You stare at a screen in your home or in your hand. You own it; it is passive and glows — all things that seem to promise safety and a bounded space. But the feeling of sending an e-mail or text or instant message is at odds with its reality. You feel in a zone that is private and ephemeral. But the Internet is public and forever. This is the disconnect of Internet communication. It begins to explain why people, sophisticated people, continue to send damaging e-mails and text messages that document them breaking the law and betraying their families. These make the headlines. Other consequences of the disconnect show up in the inner life of the generation that has grown up with always-on/always-on-you connectivity. The disconnect shapes their psychological and political sensibility.
Dawn, eighteen, "scrubs" her Facebook pages just before she receives her college acceptance letters. She says, "I didn't want stories and pictures about high school parties and boys out there. I want a fresh start." But she could only delete so much. Her friends have pictures of her on their pages and messages from her on their walls. All of these will remain. And on the Internet, the worlds "delete" and "erase" are metaphorical; files, photographs, mail, and search history are only deleted from your sight. All of this upsets Dawn. She says, "It's like somebody is about to find a horrible secret that I didn't know I left someplace."
The psychologist and psychoanalyst Erik Erikson argued that adolescents needed an experience of "moratorium," a time and space for relatively consequence-free experimentation. They need to fall in and out of love with people and ideas. I have argued that the Internet provides such spaces and is thus a rich ground for working through identity. But over time, it has become clear that the idea of the moratorium space does not easily mesh with a life that generates its own electronic shadow. Over time, many find a way to ignore or deny the shadow. For teenagers, the need for a moratorium space is so compelling that they will recreate it as fiction. And indeed, leaving an electronic trace can come to seem so natural that the shadow seems to disappear. We want to forget that we have become the instruments of our own surveillance.
In the spirit of keeping the shadow at a distance, some work at staying uninformed.
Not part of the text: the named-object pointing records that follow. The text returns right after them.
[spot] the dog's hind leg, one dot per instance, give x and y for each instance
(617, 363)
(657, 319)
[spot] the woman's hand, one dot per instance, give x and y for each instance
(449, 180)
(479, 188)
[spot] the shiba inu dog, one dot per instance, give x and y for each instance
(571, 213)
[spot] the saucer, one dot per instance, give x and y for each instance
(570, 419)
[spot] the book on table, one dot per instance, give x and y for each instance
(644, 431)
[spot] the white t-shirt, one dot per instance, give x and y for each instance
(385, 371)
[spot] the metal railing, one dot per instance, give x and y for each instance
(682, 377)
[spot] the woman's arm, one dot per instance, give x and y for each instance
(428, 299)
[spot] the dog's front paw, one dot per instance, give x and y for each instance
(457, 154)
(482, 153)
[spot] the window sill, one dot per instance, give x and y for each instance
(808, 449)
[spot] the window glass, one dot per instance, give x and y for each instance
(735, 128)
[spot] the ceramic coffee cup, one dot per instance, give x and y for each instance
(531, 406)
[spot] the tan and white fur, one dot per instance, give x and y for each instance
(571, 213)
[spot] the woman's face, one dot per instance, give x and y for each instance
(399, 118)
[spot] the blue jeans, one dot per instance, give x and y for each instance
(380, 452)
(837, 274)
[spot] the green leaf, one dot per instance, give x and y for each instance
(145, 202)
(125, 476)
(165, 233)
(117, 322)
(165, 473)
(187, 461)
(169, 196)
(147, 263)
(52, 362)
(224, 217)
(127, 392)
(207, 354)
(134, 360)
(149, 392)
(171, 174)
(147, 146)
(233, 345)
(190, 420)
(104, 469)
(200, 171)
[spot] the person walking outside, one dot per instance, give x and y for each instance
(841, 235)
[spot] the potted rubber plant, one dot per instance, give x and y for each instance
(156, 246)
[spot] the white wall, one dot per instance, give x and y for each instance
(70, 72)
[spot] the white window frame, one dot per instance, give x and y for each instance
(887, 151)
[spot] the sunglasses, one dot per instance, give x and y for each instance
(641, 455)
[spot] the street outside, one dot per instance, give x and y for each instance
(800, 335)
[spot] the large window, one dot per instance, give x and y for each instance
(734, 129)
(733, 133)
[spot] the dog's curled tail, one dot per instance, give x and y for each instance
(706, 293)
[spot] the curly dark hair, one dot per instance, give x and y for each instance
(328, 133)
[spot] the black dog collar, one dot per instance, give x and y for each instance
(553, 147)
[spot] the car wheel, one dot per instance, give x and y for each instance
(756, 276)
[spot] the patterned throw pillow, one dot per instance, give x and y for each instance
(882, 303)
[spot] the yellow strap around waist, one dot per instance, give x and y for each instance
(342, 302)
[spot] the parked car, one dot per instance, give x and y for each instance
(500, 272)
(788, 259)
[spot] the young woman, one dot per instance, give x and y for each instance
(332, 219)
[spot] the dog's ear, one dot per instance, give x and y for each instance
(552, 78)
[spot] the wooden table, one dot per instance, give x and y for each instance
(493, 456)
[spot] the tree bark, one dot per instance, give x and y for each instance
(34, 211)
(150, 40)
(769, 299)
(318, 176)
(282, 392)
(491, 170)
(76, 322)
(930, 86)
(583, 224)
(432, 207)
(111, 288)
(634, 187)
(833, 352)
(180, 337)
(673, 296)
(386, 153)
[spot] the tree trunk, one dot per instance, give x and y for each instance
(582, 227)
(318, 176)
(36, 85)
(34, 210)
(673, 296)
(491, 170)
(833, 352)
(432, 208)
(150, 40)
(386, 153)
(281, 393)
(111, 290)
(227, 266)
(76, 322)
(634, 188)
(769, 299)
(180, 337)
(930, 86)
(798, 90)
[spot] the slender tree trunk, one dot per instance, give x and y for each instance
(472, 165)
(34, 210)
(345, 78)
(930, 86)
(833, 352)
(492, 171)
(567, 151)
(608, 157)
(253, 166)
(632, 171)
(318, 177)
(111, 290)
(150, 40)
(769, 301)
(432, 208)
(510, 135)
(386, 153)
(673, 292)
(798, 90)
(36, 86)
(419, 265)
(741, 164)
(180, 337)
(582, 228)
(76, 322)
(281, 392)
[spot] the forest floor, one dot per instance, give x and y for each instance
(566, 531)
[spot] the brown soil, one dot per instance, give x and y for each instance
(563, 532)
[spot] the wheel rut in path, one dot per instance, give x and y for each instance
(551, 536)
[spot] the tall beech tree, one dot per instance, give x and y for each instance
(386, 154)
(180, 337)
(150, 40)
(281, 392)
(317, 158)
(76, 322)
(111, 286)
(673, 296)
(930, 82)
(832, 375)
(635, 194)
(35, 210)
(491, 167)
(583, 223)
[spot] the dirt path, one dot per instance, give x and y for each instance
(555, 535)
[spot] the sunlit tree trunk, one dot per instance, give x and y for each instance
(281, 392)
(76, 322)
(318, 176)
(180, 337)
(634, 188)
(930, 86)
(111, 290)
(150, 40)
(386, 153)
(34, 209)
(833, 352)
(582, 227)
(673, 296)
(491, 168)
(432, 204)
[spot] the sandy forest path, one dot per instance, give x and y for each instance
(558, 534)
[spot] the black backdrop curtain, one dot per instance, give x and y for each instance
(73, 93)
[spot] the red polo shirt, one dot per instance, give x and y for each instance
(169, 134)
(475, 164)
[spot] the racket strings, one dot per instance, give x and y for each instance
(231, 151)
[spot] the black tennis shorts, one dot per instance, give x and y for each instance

Julia, eighteen, says "I've heard that school authorities and local police can get into your Facebook," but doesn't want to know the details. "I live on Facebook" she explains, and "I don't want to be upset." A seventeen-year-old girl thinks that Facebook "can see everything," but even though "you can try to get Facebook to change things," it is really out of her hands. She sums up: "That's just the way it is." A sixteen-year-old girl says that even without privacy, she feels safe because "No one would care about my little life." For all the talk of a generation empowered by the Net, the question of online privacy brings out claims of intentionally vague understandings and protests of impotence. This is a life of resignation: teens are sure that at some point their privacy will be invaded, but that this is the course of doing business in their world.
I grew up with my grandparents who were frightened by the McCarthy era. A government that spied on its citizens; this is what their families had fled. In Eastern Europe, my grandmother explained, you assumed that other people read your mail. This never led to good. When someone knows everything, everyone can be turned into an informer. She was proud to be in America where things were different. Every morning, we went together to the mailboxes of our apartment building. And many days, she would tell me as if it had never come up before, "In America, no one can look at your mail. It's a federal offense. That's the beauty of this country." For me, and from the earliest age, this civics lessons at the mailbox joined together privacy and civil liberties. I think of how different things are for today's teenagers who accommodate to the idea that their e-mail might be scanned by school authorities and that their online identities might be tampered with. Not a few sum up their position on all of this by saying in one way or another: "The way to deal is to just be good."
But sometimes a citizenry should not "be good." You have to leave room for this, space for dissent, real dissent. You need to leave technical space (a sacrosanct mailbox) and mental space. The two are intertwined. We make our technologies and they, in turn, make and shape us. My grandmother made me an American citizen and a civil libertarian in front of a row of mailboxes in Brooklyn. I am not sure what to tell and 18-year-old who thinks that Loopt (the application that uses the GPS capability of the iPhone to show you where your friends are) seems creepy but notes that it would be hard to keep it off her phone if all her friends had it. "They would think I had something to hide."
In democracy, perhaps we all need to begin with the assumption that everyone has something to hide, a zone of private action and reflection, a zone that needs to be protected. Life with an electronic shadow provokes anxieties that lead today's teenagers to look toward a past they never knew. This nostalgia of the young looks forward because it may remind us of things that are worth protecting. So, for example, teens talk longingly about the "full attention" that is implicit when someone sends you a letter or meets with you in a face-to-face meeting. And poignantly, they talk about seeking out a pay phone when they really want to have a private conversation.
The Internet teaches us to rethink nostalgia and give it a good name. I learned to be a citizen at the Brooklyn mailboxes. To me, opening up a conversation about rethinking the Net, privacy, and civil society is not backward-looking nostalgia or Luddite in the least. It seems like part of a healthy process of democracy defining its sacred spaces.